The govonour looks well but old: and is very prudent: and he being Chose by New Jersey6 will be Considerd by us that forward: the good Claim on the King; as much Strengtheng the Cause of the people against his tyranacall unjust treatment of all America: Friends and Enemies as their Case is now the Subject of Conversation.
I most heartly Joyne in Seting their Case in the Strongest light in favour of those well Meaning honest Men who Now Suffer for their Loyalty to the disgrace of Kings—
I hope those good opertunitys to unite all our force against tyrants Knaves &ca will be Now the bessiness of all great good men and help the people out of their present dificultys We Still look up to you and are with the Most Sincer Inthuzam your faithful Friend and very humbl Servant The People Joynd by Esteem
Addressed: His Exelency / Doctr Franklin / Passy / Paris
Notation: Wright 28 Apl. 1783
6. See the annotation of Wright to BF, Feb. 22.

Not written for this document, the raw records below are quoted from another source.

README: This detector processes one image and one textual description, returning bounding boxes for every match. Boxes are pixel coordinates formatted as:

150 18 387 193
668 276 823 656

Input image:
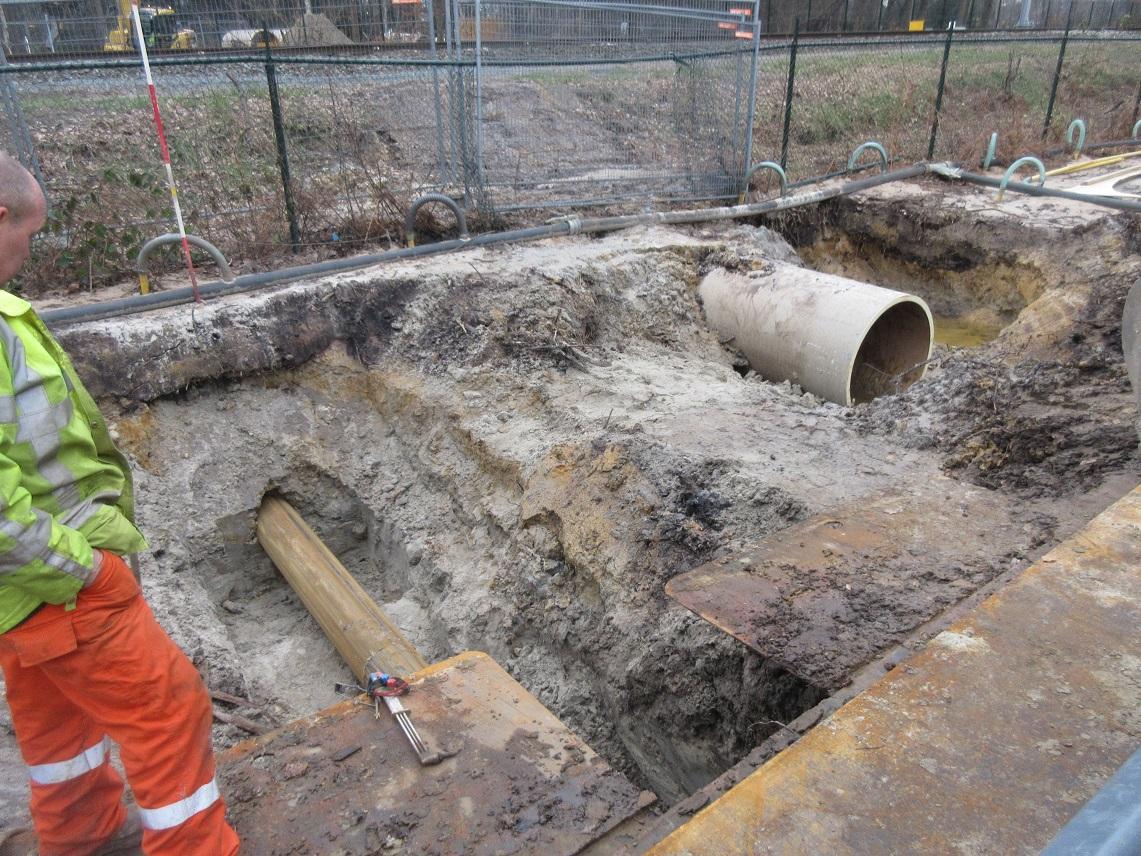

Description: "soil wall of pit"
8 189 1136 830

7. George Augustus Frederick, Prince of Wales (the future George IV), may have met the family through his art teacher, who was a mutual friend, or through the painter John Hoppner, who married Patience Wright’s daughter Phoebe in 1781. Charles C. Sellers speculates that the prince’s acquaintance with the Wrights may also have been an act of rebellion against his father: Patience Wright: American Artist and Spy in George III’s London (Middletown, Conn., 1976), pp. 132, 151, 174.
8. Hoppner, who was made portrait painter to the Prince of Wales in 1789 and who painted SB’s portrait in 1793, painted several children of the Earl of Dartmouth (XII, 362), including his eldest son, “Lord Lusom,” i.e., Lewisham (ODNB, under George Legge). We have found no record of his having painted the father. See William McKay and W. Roberts, John Hoppner, R.A. (rev. ed., London, New York, and Toronto, 1914), pp. 153–4.